Biophysical Characterization of Triacyl Monosaccharide Lipid A Partial Structures in Relation to Bioactivity

Abstract

Synthetic triacyl glucosamine monosaccharide lipid A part structures corresponding to the non-reducing moiety of enterobacterial lipid A with an acyloxyacyl chain linked to position 3 of the glucosamine and an unbranched chain linked to position 2 (group 1) and vice versa (group 2) were analyzed biophysically: Fourier-transform infrared spectroscopy was performed to characterize the gel-to-liquid crystalline phase transition, the phosphate band contour, and the orientation of the glucosamine with respect to the membrane surface. Small-angle x-ray diffraction was applied for the elucidation of the supramolecular aggregate structure and, with that, of the molecular shape. With fluorescence resonance energy transfer the lipopolysaccharide-binding protein (LBP)-mediated intercalation of the lipid A partial structures into phospholipid liposomes was monitored.
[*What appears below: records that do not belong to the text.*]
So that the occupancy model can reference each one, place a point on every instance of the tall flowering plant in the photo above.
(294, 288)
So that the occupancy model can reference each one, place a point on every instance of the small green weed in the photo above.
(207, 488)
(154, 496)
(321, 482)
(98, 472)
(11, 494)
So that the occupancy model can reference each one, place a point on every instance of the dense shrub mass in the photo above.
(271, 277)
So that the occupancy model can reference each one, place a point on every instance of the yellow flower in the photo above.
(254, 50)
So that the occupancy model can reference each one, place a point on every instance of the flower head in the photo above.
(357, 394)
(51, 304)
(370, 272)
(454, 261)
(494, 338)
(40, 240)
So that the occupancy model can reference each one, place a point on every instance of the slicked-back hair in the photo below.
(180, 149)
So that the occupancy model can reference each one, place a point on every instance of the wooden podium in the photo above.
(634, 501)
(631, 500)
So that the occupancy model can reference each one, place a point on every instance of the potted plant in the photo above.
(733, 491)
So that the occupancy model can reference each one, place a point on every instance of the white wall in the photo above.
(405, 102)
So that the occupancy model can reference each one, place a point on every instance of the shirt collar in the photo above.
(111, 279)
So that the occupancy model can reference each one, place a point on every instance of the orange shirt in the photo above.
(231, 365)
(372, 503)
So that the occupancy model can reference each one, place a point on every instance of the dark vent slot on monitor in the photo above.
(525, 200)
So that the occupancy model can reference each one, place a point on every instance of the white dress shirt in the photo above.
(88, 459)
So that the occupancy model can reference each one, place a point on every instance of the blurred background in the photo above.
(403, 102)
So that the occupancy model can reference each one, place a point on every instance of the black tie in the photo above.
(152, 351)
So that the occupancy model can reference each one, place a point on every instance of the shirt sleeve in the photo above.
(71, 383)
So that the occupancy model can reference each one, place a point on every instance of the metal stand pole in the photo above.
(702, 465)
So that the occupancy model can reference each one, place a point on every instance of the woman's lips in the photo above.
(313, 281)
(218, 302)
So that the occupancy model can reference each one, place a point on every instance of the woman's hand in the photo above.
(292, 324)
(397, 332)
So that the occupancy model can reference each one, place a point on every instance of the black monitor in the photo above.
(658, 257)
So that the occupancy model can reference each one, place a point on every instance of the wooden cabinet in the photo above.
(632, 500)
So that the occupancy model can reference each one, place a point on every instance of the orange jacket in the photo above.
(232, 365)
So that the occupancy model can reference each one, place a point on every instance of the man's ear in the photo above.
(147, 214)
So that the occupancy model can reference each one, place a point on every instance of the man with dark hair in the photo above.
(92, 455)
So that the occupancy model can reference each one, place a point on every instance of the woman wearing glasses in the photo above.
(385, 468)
The physical data clearly exhibit a classification of the synthetic compounds into two groups: group 1 compounds have sharp phase transitions, indicating dense acyl chain packing and an inclination of the glucosamine backbone with respect to the membrane surface of 30° with the phosphate buried in the membrane. Group 2 compounds have a very broad phase transition, indicating poorly packed acyl chains, and an inclination of −30° with the phosphate group sticking outward. For the first group unilamellar phases are observed superimposed by a non-lamellar structure, and for the second one only multilamellar aggregate structures. The cytokine-inducing capacity in human mononuclear cells is relatively high for the first group and low or absent for the second group. Based on these data a model of the intra and intermolecular conformations is proposed which also extends the concept of “endotoxic conformation.”